Porto Velho, RO — A Câmara Municipal do Recife rejeitou, nesta terça-feira (3), a abertura de um processo de impeachment contra o prefeito João Campos (PSB). A decisão foi tomada por ampla maioria, com 25 votos contrários, nove favoráveis e uma abstenção, resultando no arquivamento da denúncia.

O pedido havia sido protocolado pelo vereador Eduardo Moura (Novo) e apontava supostos crimes de responsabilidade e improbidade administrativa relacionados à nomeação de um procurador municipal para uma vaga destinada a pessoas com deficiência (PcD).

Segundo a denúncia, Lucas Vieira Silva, aprovado no concurso público de 2022 fora da cota PcD, apresentou em 2025 um laudo médico indicando transtorno do espectro autista, passando a ocupar a primeira colocação na lista específica da modalidade. A situação gerou questionamentos sobre a legalidade da nomeação.

Lucas Vieira Silva é filho da procuradora Maria Nilda Silva, integrante do Ministério Público de Contas, e do juiz Rildo Vieira da Silva, titular da Vara de Crimes Contra a Administração Pública do Tribunal de Justiça de Pernambuco, o que ampliou a repercussão do caso.

Diante das críticas e da repercussão pública, o prefeito João Campos decidiu anular a nomeação e designou Marko Venicio dos Santos Batista, candidato que havia sido originalmente aprovado em primeiro lugar e que recorreu à Justiça para garantir a vaga.

Na sessão desta terça-feira, os vereadores analisaram apenas a admissibilidade do pedido de impeachment. Como não houve maioria para o recebimento da denúncia, o processo não avançou para a fase de análise do mérito por uma comissão especial.

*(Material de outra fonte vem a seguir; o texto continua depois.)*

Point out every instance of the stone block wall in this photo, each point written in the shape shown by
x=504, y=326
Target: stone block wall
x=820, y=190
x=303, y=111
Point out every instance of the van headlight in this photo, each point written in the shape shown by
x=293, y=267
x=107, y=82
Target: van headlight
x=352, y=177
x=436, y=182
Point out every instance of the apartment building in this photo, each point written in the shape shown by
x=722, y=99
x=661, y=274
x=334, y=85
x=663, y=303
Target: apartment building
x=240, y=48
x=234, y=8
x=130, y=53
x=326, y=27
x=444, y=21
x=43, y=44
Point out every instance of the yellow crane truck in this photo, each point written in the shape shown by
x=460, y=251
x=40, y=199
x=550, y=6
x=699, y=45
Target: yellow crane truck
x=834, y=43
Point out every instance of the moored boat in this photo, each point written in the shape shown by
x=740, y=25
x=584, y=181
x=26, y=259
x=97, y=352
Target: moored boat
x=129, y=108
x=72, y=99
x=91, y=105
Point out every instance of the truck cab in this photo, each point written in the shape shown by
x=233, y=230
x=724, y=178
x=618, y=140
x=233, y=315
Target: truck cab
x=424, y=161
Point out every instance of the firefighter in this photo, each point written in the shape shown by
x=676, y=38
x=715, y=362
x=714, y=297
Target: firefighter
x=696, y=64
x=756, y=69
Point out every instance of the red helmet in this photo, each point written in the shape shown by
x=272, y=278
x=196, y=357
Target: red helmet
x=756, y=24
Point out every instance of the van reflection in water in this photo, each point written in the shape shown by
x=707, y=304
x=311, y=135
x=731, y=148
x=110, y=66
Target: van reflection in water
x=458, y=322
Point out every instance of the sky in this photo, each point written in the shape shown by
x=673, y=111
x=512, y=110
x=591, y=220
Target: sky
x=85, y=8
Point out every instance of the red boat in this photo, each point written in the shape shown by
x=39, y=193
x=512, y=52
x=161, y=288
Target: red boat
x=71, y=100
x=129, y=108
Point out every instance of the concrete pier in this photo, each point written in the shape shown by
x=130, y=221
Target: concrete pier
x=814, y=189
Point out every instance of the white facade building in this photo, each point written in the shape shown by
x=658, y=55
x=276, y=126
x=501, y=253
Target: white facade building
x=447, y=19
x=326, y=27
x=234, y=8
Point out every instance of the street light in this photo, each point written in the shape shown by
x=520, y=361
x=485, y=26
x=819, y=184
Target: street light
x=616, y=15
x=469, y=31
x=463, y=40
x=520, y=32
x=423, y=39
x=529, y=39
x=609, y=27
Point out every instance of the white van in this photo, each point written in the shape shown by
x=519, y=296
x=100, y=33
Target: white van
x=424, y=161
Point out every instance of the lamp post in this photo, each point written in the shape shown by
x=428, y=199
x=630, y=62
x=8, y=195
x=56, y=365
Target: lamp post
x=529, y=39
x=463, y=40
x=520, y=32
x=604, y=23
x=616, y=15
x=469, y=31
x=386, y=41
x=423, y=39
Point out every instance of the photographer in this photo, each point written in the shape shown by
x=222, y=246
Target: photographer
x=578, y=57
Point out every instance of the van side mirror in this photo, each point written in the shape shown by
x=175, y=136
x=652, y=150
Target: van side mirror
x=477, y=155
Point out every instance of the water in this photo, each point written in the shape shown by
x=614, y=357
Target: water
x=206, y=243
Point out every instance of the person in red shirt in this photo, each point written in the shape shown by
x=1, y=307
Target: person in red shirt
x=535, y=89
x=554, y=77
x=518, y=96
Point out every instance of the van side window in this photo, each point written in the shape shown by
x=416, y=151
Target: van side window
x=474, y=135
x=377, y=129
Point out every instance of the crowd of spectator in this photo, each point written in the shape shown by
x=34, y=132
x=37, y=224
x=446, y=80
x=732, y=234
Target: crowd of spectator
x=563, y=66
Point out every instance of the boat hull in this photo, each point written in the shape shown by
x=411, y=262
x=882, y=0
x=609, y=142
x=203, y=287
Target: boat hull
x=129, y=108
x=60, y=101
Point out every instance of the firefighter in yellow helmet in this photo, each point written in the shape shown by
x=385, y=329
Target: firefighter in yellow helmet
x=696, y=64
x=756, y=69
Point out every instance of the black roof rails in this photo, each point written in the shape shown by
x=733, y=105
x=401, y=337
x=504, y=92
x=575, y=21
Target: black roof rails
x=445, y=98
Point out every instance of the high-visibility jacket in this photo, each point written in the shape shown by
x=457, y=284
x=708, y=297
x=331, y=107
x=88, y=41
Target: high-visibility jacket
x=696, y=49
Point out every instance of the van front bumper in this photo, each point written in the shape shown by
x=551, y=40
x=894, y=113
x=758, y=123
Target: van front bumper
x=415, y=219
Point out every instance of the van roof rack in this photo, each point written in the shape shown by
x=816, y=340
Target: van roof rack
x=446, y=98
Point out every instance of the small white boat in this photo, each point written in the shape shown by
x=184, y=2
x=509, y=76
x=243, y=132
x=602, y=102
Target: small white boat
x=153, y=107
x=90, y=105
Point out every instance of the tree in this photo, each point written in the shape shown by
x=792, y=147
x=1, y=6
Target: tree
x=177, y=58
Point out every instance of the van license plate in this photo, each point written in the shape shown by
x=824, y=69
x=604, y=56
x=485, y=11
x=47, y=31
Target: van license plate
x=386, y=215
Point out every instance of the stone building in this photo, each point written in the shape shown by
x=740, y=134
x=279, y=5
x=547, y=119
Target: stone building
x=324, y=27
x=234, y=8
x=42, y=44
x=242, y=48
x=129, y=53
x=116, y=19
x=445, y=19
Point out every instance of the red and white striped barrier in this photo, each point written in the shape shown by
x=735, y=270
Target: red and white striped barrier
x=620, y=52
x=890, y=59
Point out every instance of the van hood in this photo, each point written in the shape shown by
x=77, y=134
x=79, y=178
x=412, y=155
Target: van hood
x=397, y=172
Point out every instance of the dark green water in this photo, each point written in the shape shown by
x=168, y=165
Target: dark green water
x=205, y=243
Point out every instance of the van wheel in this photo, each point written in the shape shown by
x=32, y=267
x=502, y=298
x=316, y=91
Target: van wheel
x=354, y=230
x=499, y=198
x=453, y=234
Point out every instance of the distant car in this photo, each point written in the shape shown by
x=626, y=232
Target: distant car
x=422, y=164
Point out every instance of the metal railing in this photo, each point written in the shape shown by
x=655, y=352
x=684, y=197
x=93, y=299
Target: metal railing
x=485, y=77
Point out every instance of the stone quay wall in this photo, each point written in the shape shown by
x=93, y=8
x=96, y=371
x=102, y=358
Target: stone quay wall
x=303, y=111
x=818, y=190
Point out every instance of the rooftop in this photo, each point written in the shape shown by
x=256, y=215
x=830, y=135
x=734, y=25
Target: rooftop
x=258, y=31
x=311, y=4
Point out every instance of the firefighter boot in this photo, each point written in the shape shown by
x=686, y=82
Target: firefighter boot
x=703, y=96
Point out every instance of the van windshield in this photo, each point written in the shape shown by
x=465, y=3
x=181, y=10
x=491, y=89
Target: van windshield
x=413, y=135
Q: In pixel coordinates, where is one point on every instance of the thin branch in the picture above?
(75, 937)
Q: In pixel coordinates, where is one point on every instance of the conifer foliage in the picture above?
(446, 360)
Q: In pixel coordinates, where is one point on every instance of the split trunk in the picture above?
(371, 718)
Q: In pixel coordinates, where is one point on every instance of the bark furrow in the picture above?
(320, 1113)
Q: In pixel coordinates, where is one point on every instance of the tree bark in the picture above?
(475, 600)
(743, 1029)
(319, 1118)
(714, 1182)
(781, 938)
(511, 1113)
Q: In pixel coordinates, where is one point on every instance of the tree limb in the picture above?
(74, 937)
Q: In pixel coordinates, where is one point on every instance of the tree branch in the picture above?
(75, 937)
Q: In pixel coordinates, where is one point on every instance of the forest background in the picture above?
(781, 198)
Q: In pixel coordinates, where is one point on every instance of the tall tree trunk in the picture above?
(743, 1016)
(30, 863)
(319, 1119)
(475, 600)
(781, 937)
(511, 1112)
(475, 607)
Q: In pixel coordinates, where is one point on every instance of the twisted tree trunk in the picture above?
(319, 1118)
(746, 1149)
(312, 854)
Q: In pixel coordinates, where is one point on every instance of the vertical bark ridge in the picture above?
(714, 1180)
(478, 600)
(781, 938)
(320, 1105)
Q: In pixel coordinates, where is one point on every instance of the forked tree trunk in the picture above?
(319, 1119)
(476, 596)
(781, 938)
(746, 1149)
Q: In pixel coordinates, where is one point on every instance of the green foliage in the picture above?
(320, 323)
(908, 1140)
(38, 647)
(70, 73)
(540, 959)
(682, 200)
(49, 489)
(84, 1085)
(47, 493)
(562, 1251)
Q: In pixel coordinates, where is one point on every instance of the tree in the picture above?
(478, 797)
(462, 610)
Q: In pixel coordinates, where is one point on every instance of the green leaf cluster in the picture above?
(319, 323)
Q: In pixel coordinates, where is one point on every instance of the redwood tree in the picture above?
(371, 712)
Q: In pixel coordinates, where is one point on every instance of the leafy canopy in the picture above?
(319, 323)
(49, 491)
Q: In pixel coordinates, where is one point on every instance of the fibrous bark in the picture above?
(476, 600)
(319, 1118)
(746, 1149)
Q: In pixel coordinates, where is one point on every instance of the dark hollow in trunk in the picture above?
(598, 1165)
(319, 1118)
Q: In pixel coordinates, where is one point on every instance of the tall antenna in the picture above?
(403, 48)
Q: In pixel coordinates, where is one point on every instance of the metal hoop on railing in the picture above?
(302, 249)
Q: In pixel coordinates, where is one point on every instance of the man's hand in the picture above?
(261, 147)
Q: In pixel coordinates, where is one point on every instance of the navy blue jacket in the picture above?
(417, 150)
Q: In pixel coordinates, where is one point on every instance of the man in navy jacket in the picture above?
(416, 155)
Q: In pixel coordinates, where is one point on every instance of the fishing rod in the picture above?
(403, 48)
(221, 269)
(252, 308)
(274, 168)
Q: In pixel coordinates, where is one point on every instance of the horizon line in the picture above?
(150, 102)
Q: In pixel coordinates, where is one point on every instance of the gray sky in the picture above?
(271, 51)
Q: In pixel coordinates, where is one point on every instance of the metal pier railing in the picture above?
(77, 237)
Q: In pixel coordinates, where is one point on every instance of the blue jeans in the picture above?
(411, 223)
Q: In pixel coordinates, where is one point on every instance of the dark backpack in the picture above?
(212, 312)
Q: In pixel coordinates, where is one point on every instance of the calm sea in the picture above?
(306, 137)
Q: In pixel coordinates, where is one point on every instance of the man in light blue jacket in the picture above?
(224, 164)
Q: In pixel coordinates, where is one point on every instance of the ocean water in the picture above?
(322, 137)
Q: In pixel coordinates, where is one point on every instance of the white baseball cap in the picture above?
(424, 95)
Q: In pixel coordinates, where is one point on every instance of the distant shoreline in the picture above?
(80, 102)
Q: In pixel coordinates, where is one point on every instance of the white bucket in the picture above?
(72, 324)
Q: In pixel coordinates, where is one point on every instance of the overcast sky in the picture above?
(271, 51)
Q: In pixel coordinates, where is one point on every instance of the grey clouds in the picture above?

Após a votação, o vereador Eduardo Moura afirmou que pretende ingressar com um mandado de segurança no Tribunal de Justiça de Pernambuco (TJ-PE), alegando supostas irregularidades na condução da sessão. Paralelamente, ele informou que está coletando assinaturas para a abertura de uma Comissão Parlamentar de Inquérito (CPI) para apurar o caso.

Com a rejeição do pedido, o processo de impeachment foi oficialmente arquivado, mantendo João Campos no comando da Prefeitura do Recife.